No corpo humano, por exemplo, os fagos geralmente não exterminam suas bactérias hospedeiras. E as bactérias podem se beneficiar de suas relações amigáveis com os fagos, que podem transferir genes de um micróbio hospedeiro para outro, possivelmente aumentando sua sobrevivência.

Essa parceria pode ser boa para nossa saúde também. Estudos recentes sugerem que os fagos distribuem genes defensivos que seus hospedeiros podem usar para conter os patógenos invasores.
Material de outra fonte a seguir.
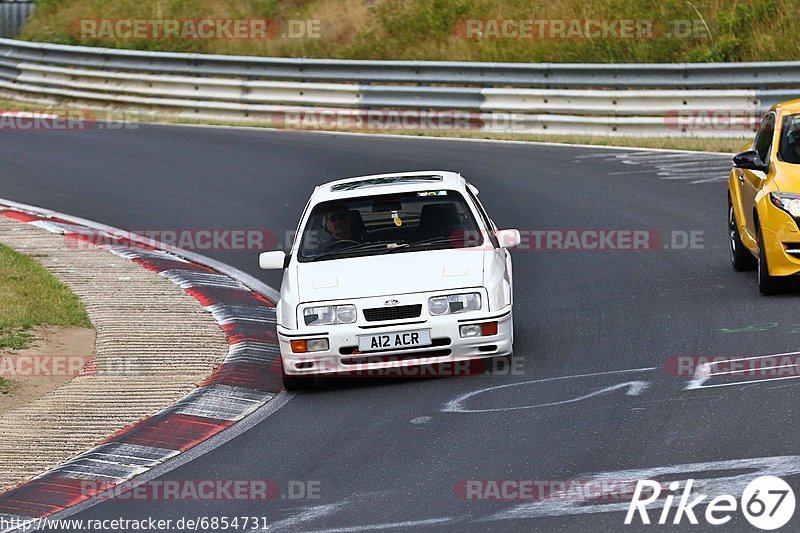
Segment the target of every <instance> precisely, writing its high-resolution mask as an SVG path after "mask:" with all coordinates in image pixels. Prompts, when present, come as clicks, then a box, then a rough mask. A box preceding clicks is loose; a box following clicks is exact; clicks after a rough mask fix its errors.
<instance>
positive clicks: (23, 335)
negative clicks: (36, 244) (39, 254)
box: [0, 244, 92, 350]
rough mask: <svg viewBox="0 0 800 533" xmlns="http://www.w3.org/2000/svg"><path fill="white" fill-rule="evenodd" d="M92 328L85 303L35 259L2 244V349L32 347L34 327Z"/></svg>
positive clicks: (0, 266)
mask: <svg viewBox="0 0 800 533" xmlns="http://www.w3.org/2000/svg"><path fill="white" fill-rule="evenodd" d="M45 324H47V325H52V326H62V327H85V328H91V327H92V323H91V322H90V321H89V316H88V315H87V313H86V309H85V308H84V306H83V303H81V301H80V300H79V299H78V297H77V296H75V295H74V294H73V293H72V292H70V290H69V289H68V288H67V287H66V286H65V285H63V284H62V283H61V282H60V281H58V280H57V279H56V278H55V277H53V275H52V274H50V273H49V272H48V271H47V270H46V269H45V268H44V267H43V266H41V265H40V264H39V263H37V262H36V261H34V260H33V259H31V258H29V257H27V256H25V255H22V254H20V253H17V252H15V251H14V250H12V249H11V248H8V247H7V246H4V245H2V244H0V349H10V350H20V349H23V348H26V347H27V346H29V345H30V343H31V341H33V340H34V337H33V335H31V334H29V333H27V330H28V329H30V328H31V327H33V326H39V325H45Z"/></svg>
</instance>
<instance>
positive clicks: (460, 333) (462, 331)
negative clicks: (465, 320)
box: [459, 324, 481, 337]
mask: <svg viewBox="0 0 800 533" xmlns="http://www.w3.org/2000/svg"><path fill="white" fill-rule="evenodd" d="M459 333H460V334H461V336H462V337H480V336H481V325H480V324H469V325H467V326H461V327H460V328H459Z"/></svg>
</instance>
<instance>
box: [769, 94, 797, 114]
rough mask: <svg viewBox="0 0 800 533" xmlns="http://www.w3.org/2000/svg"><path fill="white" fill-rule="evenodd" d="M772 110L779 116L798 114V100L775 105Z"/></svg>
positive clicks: (781, 102) (782, 102) (787, 101)
mask: <svg viewBox="0 0 800 533" xmlns="http://www.w3.org/2000/svg"><path fill="white" fill-rule="evenodd" d="M772 109H773V110H774V111H777V112H778V113H779V114H781V115H793V114H795V113H800V98H799V99H796V100H789V101H786V102H781V103H779V104H775V105H774V106H772Z"/></svg>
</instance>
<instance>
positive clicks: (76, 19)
mask: <svg viewBox="0 0 800 533" xmlns="http://www.w3.org/2000/svg"><path fill="white" fill-rule="evenodd" d="M262 17H268V18H274V19H277V20H278V21H283V22H285V21H286V20H289V19H294V20H298V19H301V20H308V19H314V20H319V21H321V32H320V34H321V35H320V38H305V39H297V38H295V39H290V38H270V39H250V40H232V39H217V40H209V39H206V40H203V39H194V40H191V39H190V40H186V39H177V38H176V39H151V40H147V39H140V40H129V39H107V38H94V39H89V38H85V37H81V36H80V34H79V33H77V32H76V31H75V30H74V28H75V22H74V21H79V20H80V19H87V18H93V19H98V18H104V19H127V18H135V19H175V18H178V19H194V18H232V19H243V18H262ZM469 19H483V20H486V19H492V20H497V19H516V20H518V19H523V20H530V19H535V20H537V21H541V20H548V19H550V20H558V21H564V20H579V21H586V20H598V21H615V20H616V21H619V20H626V21H643V20H647V21H651V22H652V24H653V27H654V28H655V29H656V31H654V37H646V38H637V39H619V38H611V39H609V38H603V39H592V38H588V39H587V38H584V39H574V38H568V39H563V38H561V39H559V38H557V39H553V38H546V39H540V38H536V39H488V38H467V37H466V36H465V34H464V33H463V32H461V33H460V32H459V31H458V28H459V27H464V26H463V24H464V23H465V21H466V20H469ZM799 21H800V11H798V9H797V3H796V0H692V1H689V0H591V1H589V2H587V1H586V0H548V1H544V0H539V1H531V0H285V1H279V0H136V1H134V0H38V7H37V9H36V11H35V12H34V15H33V17H32V18H31V19H30V21H29V23H28V24H27V25H26V27H25V28H24V31H23V34H22V36H21V38H23V39H29V40H35V41H44V42H55V43H63V44H82V45H88V46H103V47H112V48H114V47H116V48H135V49H142V50H170V51H180V52H201V53H202V52H207V53H223V54H247V55H264V56H285V57H330V58H355V59H429V60H466V61H520V62H542V61H545V62H599V63H609V62H613V63H628V62H682V61H698V62H708V61H777V60H796V59H797V58H798V57H800V39H797V31H796V30H797V26H798V22H799ZM70 23H73V25H72V26H70ZM686 24H691V25H696V26H697V28H698V30H699V31H695V32H694V33H691V34H689V35H686V34H682V35H680V36H675V35H672V36H664V35H660V36H658V35H655V34H657V33H658V29H659V28H663V27H665V25H666V27H675V28H679V31H681V30H680V28H683V27H685V25H686Z"/></svg>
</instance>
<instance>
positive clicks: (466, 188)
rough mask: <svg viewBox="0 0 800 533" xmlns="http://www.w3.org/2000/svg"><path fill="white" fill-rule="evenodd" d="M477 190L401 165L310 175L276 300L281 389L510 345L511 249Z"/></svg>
mask: <svg viewBox="0 0 800 533" xmlns="http://www.w3.org/2000/svg"><path fill="white" fill-rule="evenodd" d="M477 195H478V190H477V189H476V188H475V187H473V186H472V185H470V184H469V183H467V182H466V181H465V180H464V178H462V177H461V176H460V175H459V174H456V173H453V172H442V171H430V172H406V173H400V174H381V175H374V176H363V177H357V178H348V179H343V180H339V181H333V182H330V183H326V184H324V185H320V186H318V187H317V188H316V189H315V190H314V193H313V194H312V195H311V198H310V199H309V201H308V204H307V205H306V207H305V210H304V211H303V215H302V217H301V220H300V224H299V225H298V228H297V235H296V238H295V241H294V243H293V245H292V249H291V251H290V253H289V254H288V255H287V254H286V253H284V252H282V251H272V252H264V253H262V254H261V256H260V257H259V263H260V266H261V268H262V269H285V271H284V274H283V282H282V284H281V297H280V301H279V302H278V304H277V320H278V328H277V329H278V339H279V342H280V350H281V359H282V362H283V365H282V369H283V381H284V386H285V387H286V388H287V389H290V390H291V389H299V388H303V387H306V386H309V385H310V384H311V382H312V380H313V378H314V376H315V375H322V374H326V375H332V374H353V373H354V372H356V373H358V372H364V371H374V370H380V369H390V368H397V367H406V366H414V365H427V364H439V363H447V362H456V361H467V360H470V359H477V358H486V357H500V356H506V355H509V354H511V351H512V342H513V339H514V331H513V318H512V312H511V311H512V303H513V291H512V277H511V254H510V253H509V251H508V250H507V248H511V247H513V246H516V245H517V244H519V242H520V235H519V231H518V230H515V229H506V230H498V229H497V227H496V226H495V225H494V222H492V220H491V219H490V218H489V216H488V215H487V214H486V211H485V210H484V208H483V206H482V205H481V203H480V202H479V201H478V197H477Z"/></svg>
E os citomegalovírus podem ajudar a nos defender contra o câncer de pele.

O imunologista Shadmehr Demehri, de Harvard, e seus colegas encontraram evidências de que os citomegalovírus se tornam ativos dentro das células da pele que foram danificadas pelo sol. As células infectadas produzem proteínas virais, que chamam a atenção das células imunes próximas. Elas atacam as células danificadas e, assim, podem impedir que progridam para o câncer.

Os estudos de Demehri mostraram que os papilomavírus humanos também podem ajudar a destruir as células da pele que estão em risco de produzir um tumor. “É uma mudança de paradigma em como pensamos sobre os vírus em geral.”